BETWEEN HITLER AND STALIN

 

OSTARBEITERS


Ostarbeiter, literally, “worker from the east,” was the term used by the German authorities to denote workers brought into Germany from the eastern occupied territories. By the end of 1941, due to the mobilization of massive armies, Germany was experiencing a critical labor shortage in its war industry. To combat this shortage, a recruiting campaign was begun in January 1942 in occupied territories. People who signed up were promised good pay and hot food; however, few volunteers signed up. The German authorities in the occupied territories were therefore ordered to round up people by force.


Erich Koch, governor of Reichkommissariat Ukraine, was ordered to provide 450 000 people per year for work in Germany. Police forces were used to round up people in markets, churches and theaters, who were then shipped to Germany. Often, entire villages were rounded up and sent to Germany. These people were forced to wear a badge, “OST,” which identified them as being from the eastern occupied territories. The conditions in which they worked and lived were little different from slave labor. In the camps in which they were interned, sanitary conditions were terrible; typhus, and diphtheria were rampant.

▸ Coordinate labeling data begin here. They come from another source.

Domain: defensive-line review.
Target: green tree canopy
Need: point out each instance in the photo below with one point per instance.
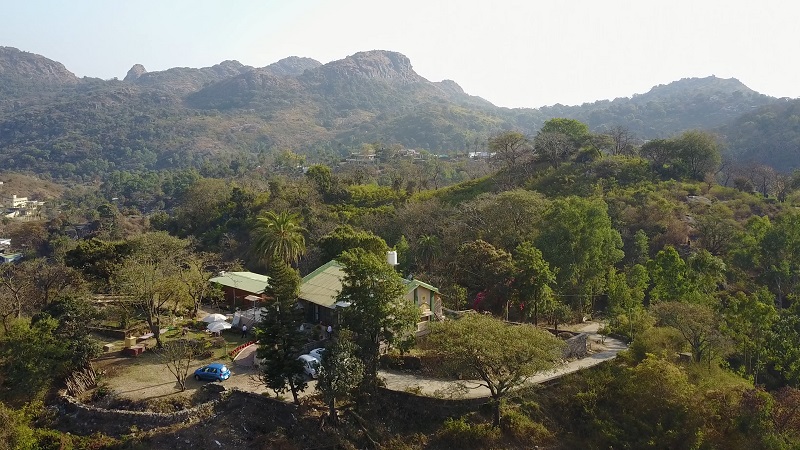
(578, 240)
(502, 355)
(278, 235)
(378, 311)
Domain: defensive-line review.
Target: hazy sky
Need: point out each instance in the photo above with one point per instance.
(512, 53)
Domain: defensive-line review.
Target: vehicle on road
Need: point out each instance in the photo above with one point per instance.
(310, 365)
(317, 354)
(213, 372)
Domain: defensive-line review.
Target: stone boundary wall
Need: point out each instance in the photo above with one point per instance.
(83, 419)
(119, 334)
(577, 346)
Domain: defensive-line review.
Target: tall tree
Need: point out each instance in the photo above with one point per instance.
(510, 147)
(378, 311)
(279, 235)
(177, 356)
(668, 272)
(429, 248)
(280, 340)
(578, 239)
(503, 356)
(486, 272)
(698, 324)
(749, 321)
(194, 275)
(150, 276)
(340, 373)
(532, 280)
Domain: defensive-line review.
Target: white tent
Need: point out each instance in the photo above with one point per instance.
(216, 327)
(211, 318)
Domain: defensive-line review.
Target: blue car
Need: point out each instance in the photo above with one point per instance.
(213, 372)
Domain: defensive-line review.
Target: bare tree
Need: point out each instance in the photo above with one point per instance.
(553, 146)
(178, 356)
(623, 140)
(510, 147)
(15, 289)
(194, 274)
(150, 276)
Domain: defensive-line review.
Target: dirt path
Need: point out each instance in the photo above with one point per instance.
(146, 377)
(607, 350)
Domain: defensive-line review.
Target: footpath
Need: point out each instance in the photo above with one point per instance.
(603, 349)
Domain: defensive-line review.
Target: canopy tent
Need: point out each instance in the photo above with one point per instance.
(216, 327)
(214, 318)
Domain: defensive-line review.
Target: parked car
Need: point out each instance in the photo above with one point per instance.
(213, 372)
(310, 365)
(317, 354)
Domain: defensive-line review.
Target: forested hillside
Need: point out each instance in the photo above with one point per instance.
(694, 262)
(52, 121)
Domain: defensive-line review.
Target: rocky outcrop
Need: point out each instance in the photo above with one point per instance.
(375, 64)
(185, 80)
(136, 71)
(292, 66)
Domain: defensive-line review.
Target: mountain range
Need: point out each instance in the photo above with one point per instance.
(54, 122)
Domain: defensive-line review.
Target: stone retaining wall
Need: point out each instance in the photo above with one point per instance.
(577, 346)
(83, 419)
(429, 408)
(80, 418)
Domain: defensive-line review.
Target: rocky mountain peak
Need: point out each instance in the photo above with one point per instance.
(375, 64)
(293, 66)
(136, 71)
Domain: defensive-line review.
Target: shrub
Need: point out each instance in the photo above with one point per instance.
(458, 433)
(525, 430)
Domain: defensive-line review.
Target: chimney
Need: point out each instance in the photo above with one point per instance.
(391, 258)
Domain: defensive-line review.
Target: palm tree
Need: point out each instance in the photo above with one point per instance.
(278, 236)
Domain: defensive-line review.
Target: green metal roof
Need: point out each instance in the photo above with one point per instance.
(411, 284)
(323, 285)
(244, 281)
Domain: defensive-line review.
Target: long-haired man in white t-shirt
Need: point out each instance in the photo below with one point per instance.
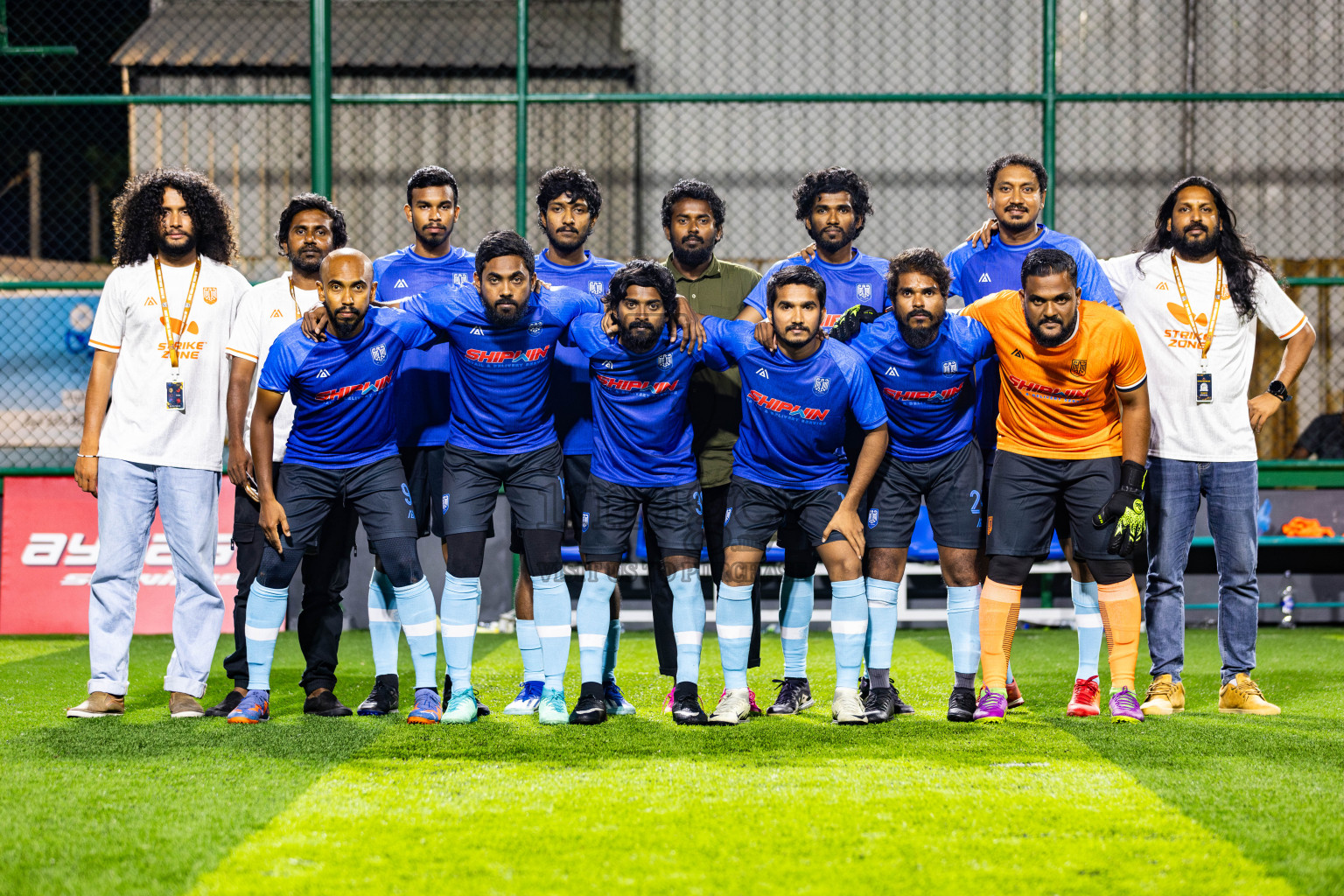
(1195, 294)
(155, 426)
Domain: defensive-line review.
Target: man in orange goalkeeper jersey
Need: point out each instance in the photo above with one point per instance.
(1073, 429)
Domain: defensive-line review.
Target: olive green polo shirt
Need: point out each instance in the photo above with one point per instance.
(715, 398)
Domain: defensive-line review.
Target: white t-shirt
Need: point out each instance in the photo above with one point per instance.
(262, 315)
(138, 426)
(1183, 429)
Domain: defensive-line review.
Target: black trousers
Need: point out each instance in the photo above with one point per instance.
(326, 575)
(715, 507)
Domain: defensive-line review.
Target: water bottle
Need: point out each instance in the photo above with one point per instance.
(1285, 602)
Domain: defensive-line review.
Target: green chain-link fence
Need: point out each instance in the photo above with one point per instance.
(1118, 98)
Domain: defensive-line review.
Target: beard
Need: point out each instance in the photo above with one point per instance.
(832, 242)
(918, 338)
(695, 256)
(1199, 245)
(639, 338)
(495, 318)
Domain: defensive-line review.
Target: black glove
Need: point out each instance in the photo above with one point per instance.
(850, 323)
(1125, 508)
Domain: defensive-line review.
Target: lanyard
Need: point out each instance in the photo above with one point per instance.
(1208, 339)
(186, 312)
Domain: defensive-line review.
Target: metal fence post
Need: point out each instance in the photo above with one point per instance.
(521, 127)
(320, 94)
(1047, 108)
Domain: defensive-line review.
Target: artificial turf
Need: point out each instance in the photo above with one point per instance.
(1194, 803)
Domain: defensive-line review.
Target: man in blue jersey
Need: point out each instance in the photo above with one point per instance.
(421, 398)
(1015, 191)
(641, 457)
(340, 451)
(789, 468)
(924, 363)
(834, 207)
(567, 205)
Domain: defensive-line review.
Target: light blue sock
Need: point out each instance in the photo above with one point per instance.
(594, 622)
(460, 610)
(732, 621)
(882, 624)
(687, 622)
(797, 597)
(416, 605)
(609, 649)
(385, 625)
(529, 647)
(848, 629)
(551, 610)
(265, 614)
(964, 630)
(1088, 614)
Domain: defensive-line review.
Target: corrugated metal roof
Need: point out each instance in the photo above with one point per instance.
(376, 34)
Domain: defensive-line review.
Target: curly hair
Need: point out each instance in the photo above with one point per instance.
(574, 182)
(1239, 258)
(312, 202)
(918, 261)
(691, 188)
(641, 271)
(136, 211)
(832, 180)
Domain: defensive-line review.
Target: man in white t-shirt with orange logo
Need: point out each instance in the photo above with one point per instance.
(310, 228)
(155, 426)
(1195, 294)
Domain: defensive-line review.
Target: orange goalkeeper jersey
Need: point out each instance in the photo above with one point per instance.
(1062, 402)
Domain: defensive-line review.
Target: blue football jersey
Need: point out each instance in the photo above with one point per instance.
(500, 373)
(860, 281)
(570, 402)
(794, 413)
(343, 389)
(424, 379)
(982, 271)
(929, 393)
(640, 403)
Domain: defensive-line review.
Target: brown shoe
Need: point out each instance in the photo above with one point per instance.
(183, 705)
(97, 705)
(1164, 697)
(1242, 696)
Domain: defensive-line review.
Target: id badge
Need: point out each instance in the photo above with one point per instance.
(175, 402)
(1203, 388)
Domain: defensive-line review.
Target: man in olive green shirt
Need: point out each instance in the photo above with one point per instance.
(692, 222)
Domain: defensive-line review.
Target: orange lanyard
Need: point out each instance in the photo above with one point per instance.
(1206, 340)
(173, 343)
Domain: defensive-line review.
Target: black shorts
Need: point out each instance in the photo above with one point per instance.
(756, 512)
(533, 481)
(950, 485)
(672, 512)
(1026, 494)
(424, 469)
(376, 492)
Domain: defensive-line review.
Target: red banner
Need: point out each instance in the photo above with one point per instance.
(50, 546)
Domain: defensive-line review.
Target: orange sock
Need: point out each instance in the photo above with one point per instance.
(999, 606)
(1120, 609)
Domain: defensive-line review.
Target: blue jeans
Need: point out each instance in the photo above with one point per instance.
(188, 504)
(1175, 489)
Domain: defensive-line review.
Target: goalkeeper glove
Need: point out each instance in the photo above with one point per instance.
(1125, 508)
(850, 323)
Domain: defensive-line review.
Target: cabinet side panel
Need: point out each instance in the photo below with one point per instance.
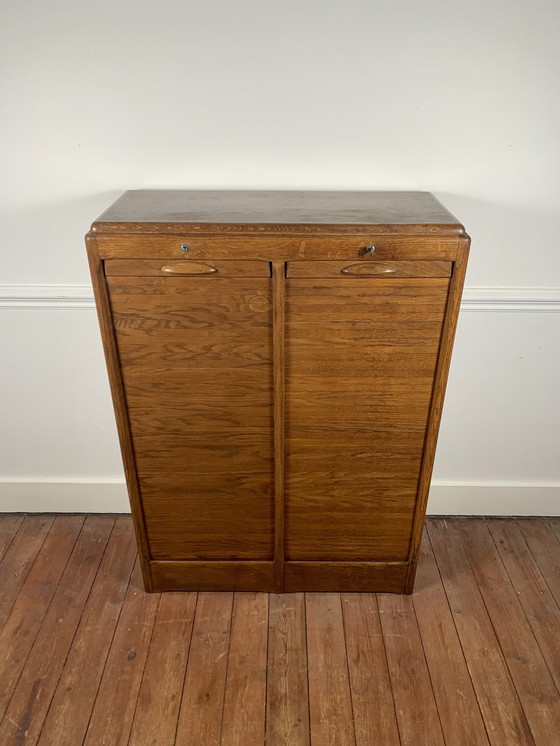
(119, 404)
(196, 361)
(361, 360)
(436, 408)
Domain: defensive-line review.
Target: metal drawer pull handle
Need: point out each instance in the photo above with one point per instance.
(189, 268)
(367, 268)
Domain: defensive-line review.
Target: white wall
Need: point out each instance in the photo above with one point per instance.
(460, 99)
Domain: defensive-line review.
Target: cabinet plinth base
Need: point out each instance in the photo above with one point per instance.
(329, 577)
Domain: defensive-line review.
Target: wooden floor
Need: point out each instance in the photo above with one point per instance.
(86, 657)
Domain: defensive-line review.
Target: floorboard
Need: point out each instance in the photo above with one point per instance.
(471, 658)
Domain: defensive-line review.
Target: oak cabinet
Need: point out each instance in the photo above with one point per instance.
(278, 362)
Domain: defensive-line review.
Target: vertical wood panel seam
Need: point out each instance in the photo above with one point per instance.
(451, 315)
(114, 370)
(279, 356)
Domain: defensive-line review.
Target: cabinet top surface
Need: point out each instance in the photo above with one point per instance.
(149, 211)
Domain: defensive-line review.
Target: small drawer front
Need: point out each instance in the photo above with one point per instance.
(371, 268)
(186, 268)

About 80% of the ostarbeiters forcibly taken from Soviet territories were from Ukraine. It is estimated that between 2.4 and 2.8 million Ukrainians worked as ostarbeiters. The death rate among them was high, due to terrible living conditions, inadequate diet and long hours of often backbreaking labor. Ostarbeiters worked mainly in the production of munitions and V-2 rockets; many were also forced to work in the railroads, mining and agriculture.